As netizens woke up on the fourth day of the lunar new year — a day dedicated to welcoming the gods back into one’s home and earning their blessings for the year ahead — a viral new video on the Chinese short video app Douyin (抖音) showed a more troubling kind of home visitation.
In the clip, uploaded by influencer Lu Jiujiu (鹿酒酒), a young woman named Xiao Li (小丽) wakes up to find her room filled with relatives and a strange man, bearing gifts, looming over her bed. The man, we are told, is a blind date she previously agreed to be set up with by her family.
As the story was picked up by Chinese media, the shock value was on full display. “I was completely baffled,” Xiao Li was quoted as saying in one interview. “I didn’t expect him to turn up in my bedroom.” In another unsettling detail, she added that she had no idea how he got in, as her door was locked. The next day, however, as a wave of netizens called the clip’s authenticity into question, Lu Jiujiu confessed in a comment that it had all been a staged performance “for entertainment only.”
Not everyone was laughing.
Commenters wrote that the “performance” played on serious violations of personal privacy and security for a cheap laugh, as well as the often-triggering topic of parental pressures to marry and have children that many young Chinese people during trips home over the Spring Festival holiday. “Is this a blind date,” asked one clearly unamused Douyin user, “or a horror movie?”

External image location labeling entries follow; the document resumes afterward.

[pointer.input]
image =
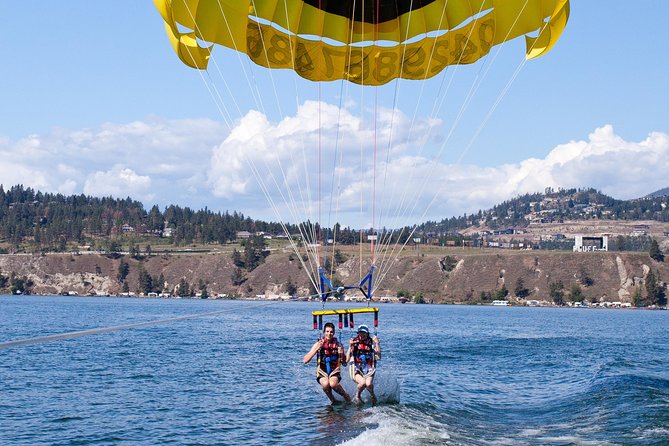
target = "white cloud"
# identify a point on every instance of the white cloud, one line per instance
(118, 182)
(198, 163)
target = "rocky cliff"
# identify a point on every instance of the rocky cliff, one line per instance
(612, 276)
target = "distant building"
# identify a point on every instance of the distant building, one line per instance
(583, 243)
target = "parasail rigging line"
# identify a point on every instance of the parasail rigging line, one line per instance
(255, 94)
(80, 333)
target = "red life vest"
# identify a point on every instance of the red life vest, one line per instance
(363, 351)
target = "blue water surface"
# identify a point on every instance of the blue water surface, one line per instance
(467, 376)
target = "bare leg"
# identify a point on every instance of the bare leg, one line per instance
(325, 383)
(336, 386)
(360, 380)
(369, 381)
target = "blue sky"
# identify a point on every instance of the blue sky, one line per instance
(93, 100)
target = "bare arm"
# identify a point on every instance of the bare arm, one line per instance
(314, 349)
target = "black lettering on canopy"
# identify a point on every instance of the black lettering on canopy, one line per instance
(365, 10)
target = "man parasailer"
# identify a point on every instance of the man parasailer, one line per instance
(330, 357)
(364, 350)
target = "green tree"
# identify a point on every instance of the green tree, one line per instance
(655, 290)
(576, 293)
(339, 257)
(519, 290)
(144, 281)
(501, 293)
(586, 280)
(654, 251)
(637, 297)
(237, 259)
(123, 270)
(291, 288)
(237, 277)
(159, 284)
(418, 298)
(204, 293)
(183, 288)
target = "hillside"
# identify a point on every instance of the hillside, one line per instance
(613, 276)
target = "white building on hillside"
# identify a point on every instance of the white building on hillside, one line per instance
(585, 243)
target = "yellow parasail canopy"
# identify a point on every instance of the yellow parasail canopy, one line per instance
(325, 40)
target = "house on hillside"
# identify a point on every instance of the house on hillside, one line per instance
(583, 243)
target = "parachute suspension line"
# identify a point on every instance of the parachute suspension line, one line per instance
(395, 252)
(386, 239)
(473, 89)
(257, 98)
(376, 108)
(403, 211)
(469, 97)
(397, 248)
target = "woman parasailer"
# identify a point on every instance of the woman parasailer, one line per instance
(366, 44)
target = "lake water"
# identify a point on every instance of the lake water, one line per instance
(467, 376)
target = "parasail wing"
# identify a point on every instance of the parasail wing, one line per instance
(325, 40)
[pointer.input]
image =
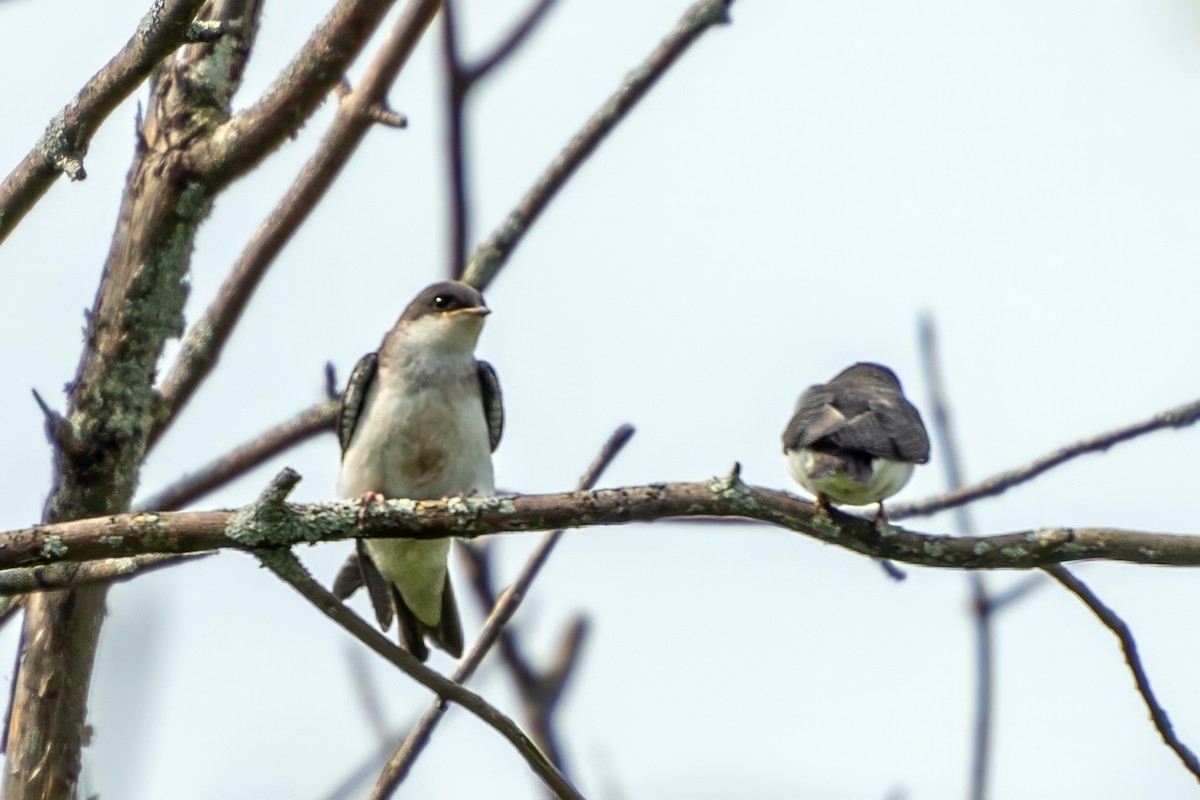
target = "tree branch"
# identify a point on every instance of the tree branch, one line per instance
(250, 528)
(204, 342)
(61, 149)
(138, 306)
(249, 137)
(493, 629)
(305, 425)
(286, 565)
(1175, 417)
(1115, 624)
(982, 608)
(495, 252)
(81, 573)
(460, 80)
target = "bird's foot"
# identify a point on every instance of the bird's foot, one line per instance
(822, 505)
(365, 503)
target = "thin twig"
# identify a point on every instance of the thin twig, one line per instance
(982, 607)
(286, 565)
(502, 612)
(249, 136)
(1115, 624)
(65, 143)
(1175, 417)
(315, 420)
(460, 79)
(495, 252)
(204, 342)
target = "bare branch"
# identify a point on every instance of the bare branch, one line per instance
(517, 36)
(982, 607)
(138, 306)
(69, 576)
(286, 565)
(59, 429)
(203, 344)
(250, 136)
(460, 80)
(61, 149)
(1129, 647)
(1175, 417)
(195, 531)
(493, 629)
(305, 425)
(495, 252)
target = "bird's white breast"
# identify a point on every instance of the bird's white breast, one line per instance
(887, 479)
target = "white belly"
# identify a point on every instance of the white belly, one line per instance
(887, 479)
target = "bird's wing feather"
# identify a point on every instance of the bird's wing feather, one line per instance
(887, 428)
(353, 398)
(815, 419)
(493, 404)
(378, 587)
(349, 578)
(876, 427)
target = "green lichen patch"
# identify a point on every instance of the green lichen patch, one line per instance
(53, 547)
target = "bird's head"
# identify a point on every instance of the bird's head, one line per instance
(447, 316)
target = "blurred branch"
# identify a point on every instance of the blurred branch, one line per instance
(286, 565)
(1115, 624)
(539, 691)
(192, 531)
(315, 420)
(247, 137)
(502, 611)
(495, 252)
(63, 146)
(1175, 417)
(982, 607)
(460, 80)
(71, 575)
(357, 113)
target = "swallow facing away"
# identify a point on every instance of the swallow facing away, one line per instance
(419, 420)
(856, 439)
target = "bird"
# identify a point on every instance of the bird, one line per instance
(855, 440)
(419, 419)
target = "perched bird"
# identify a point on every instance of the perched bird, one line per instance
(855, 439)
(419, 420)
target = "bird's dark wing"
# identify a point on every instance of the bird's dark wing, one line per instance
(379, 589)
(816, 417)
(349, 578)
(877, 425)
(493, 404)
(355, 395)
(889, 427)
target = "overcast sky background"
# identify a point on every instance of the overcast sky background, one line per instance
(796, 192)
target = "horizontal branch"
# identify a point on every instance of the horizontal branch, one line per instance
(287, 566)
(273, 523)
(999, 483)
(79, 573)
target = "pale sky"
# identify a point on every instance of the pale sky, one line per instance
(798, 190)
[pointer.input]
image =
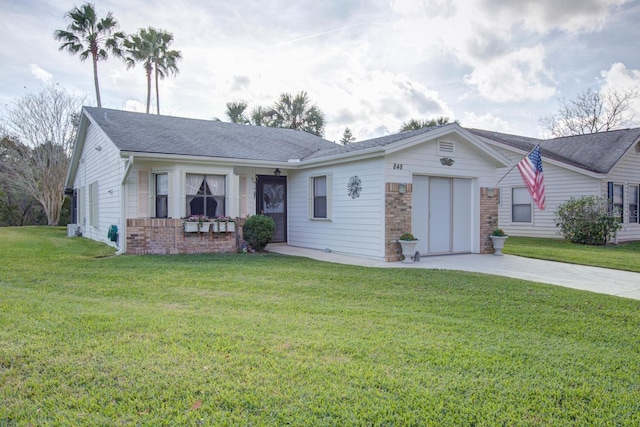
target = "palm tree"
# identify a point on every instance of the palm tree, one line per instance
(415, 124)
(296, 112)
(150, 47)
(140, 48)
(235, 112)
(88, 35)
(165, 60)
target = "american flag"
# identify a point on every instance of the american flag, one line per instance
(530, 168)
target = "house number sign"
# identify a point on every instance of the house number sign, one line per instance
(354, 187)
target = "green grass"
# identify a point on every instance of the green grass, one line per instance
(625, 256)
(264, 339)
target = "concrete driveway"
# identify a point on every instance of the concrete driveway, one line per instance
(600, 280)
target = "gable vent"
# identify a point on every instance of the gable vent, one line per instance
(445, 147)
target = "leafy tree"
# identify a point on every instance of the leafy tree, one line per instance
(347, 137)
(415, 124)
(89, 35)
(590, 112)
(150, 47)
(41, 128)
(586, 220)
(290, 111)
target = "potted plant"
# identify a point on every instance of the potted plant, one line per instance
(408, 243)
(498, 238)
(196, 223)
(223, 224)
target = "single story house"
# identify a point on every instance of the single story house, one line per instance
(603, 164)
(133, 177)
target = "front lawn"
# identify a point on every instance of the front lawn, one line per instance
(264, 339)
(625, 256)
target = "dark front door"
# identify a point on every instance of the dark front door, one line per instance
(271, 200)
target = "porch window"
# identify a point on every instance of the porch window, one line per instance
(320, 197)
(521, 205)
(634, 197)
(206, 195)
(616, 200)
(162, 193)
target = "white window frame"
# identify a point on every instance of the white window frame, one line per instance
(155, 175)
(634, 193)
(513, 205)
(328, 196)
(224, 196)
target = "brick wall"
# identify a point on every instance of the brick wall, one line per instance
(488, 217)
(397, 218)
(161, 236)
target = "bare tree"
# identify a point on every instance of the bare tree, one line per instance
(42, 127)
(591, 112)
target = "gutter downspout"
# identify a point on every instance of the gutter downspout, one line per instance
(123, 201)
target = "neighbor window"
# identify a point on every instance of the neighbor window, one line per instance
(520, 205)
(206, 195)
(616, 200)
(320, 197)
(162, 193)
(93, 204)
(634, 197)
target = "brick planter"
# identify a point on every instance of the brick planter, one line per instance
(162, 236)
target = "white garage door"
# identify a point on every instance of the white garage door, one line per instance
(441, 214)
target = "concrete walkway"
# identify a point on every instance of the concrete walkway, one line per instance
(600, 280)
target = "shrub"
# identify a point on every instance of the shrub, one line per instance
(585, 220)
(258, 231)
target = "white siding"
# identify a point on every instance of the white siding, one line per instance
(100, 162)
(626, 172)
(357, 224)
(560, 185)
(424, 159)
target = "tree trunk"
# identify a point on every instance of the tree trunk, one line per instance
(157, 92)
(95, 81)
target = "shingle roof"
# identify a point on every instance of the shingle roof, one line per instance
(150, 133)
(597, 152)
(370, 143)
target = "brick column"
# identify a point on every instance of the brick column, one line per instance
(488, 217)
(397, 218)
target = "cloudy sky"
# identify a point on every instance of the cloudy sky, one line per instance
(369, 65)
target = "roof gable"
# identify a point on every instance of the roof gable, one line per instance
(155, 134)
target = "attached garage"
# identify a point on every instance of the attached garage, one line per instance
(442, 214)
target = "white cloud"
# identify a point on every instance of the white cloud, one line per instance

Chinese media were similarly po-faced. The Beijing News (新京报), a newspaper under the Beijing municipal committee of the CCP, but also known for occasionally pursuing substantive reporting and discussion, cited the incident as an example of what the country’s latest internet cleanup campaign had targeted. Launched by the Cyberspace Administration of China (CAC) in the leadup to the holiday, the campaign focused its crosshairs on staged videos and rumor-mongering generally, and — in particular — content that uses sensitive issues like marriage and child-rearing to go viral online.
Shanghai Observer (上观), part of the state-run Shanghai United Media Group empire, similarly threw it in the litany of “self-directed deceptions” pulled off by individual content creators known as “self-media” — a topic that exactly one week before had been the focus of a comical skit during the annual Spring Festival Gala on China Central Television.
Lu Jiujiu’s video was a smash hit — at least initially. Within hours it had clocked millions of views, the negative backlash a testament to the success of the rage-bait model of online content so successful around the world. Look at her Douyin account today, though, and you’ll find it missing. The holiday now past, Liu’s case is a cautionary tale about the dangers of fakery for entertainment.